If the random experiment allows for a determination (which is not supposed to be the case with a coin toss, for example), i.e. the average expected probability is really greater than 50%, then with the minimum determination (i.e. none at all) one can achieve an apparently good result (50 expected, 50 occurred), but the person who makes the possible determination (let’s say it is 58%, which corresponds to 30-70, for example, i.e. 0. 30.3 + 0.70.7 = 0.58) and he reaches 58%, then he is obviously better than the 50-50 man. But even if he only reaches 57% or 59%, I would still interpret the result as “better” because he has come well close to the obvious possible fix. The aim of the game is to predict (or better: get involved in) a determination that is as close as possible to reality, and at the same time to get as close as possible to this value.
In the present experiment, a couple of predictors have taken the starting line:
Unfortunately, the first one is immediately the best, because he knows the probabilities (by the way, this is completely unrealistic, only meant for illustration). Surprisingly, however, this person does not hit the mark exactly either, but regularly has a deviation in the sum of the occurred – expected probability. The reason for this is that despite knowing the probabilities, it remains a random experiment.

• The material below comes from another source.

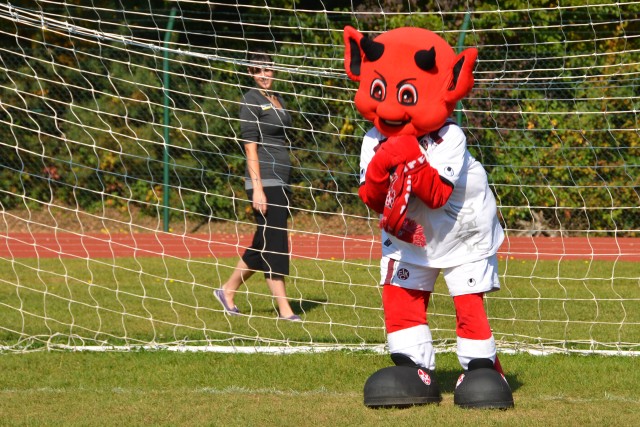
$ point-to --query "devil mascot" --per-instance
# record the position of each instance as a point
(437, 213)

The second participant is the clueless bore who takes no risks and simply says 50-50. The third tries to achieve a good result by always predicting 99% on the event that is favourite. Since this does not correspond to reality, he naturally has a large deviation expected-arrived average w-ness, but his average expected is nevertheless far above that of all the others. The size of the deviation, however, speaks volumes – he has committed himself too much.
The fourth is the biggest competitor for the perfect one. Although he regularly has a small deviation from reality, he hits it relatively well (the additional columns for this one only serve to determine the deviation, which had to be kept mathematically correct within a given range).
The last one now sets himself within a reasonable framework, but since he only “guesses” he also only achieves 50% with the average W-ness that has occurred,, like the bores. But he is the braggart who pretends to know something and yet has no idea. His result is even worse than that of the clueless bores, because the latter at least admits to not knowing anything (worse, because unlike the bores he achieves a deviation expected-arrived).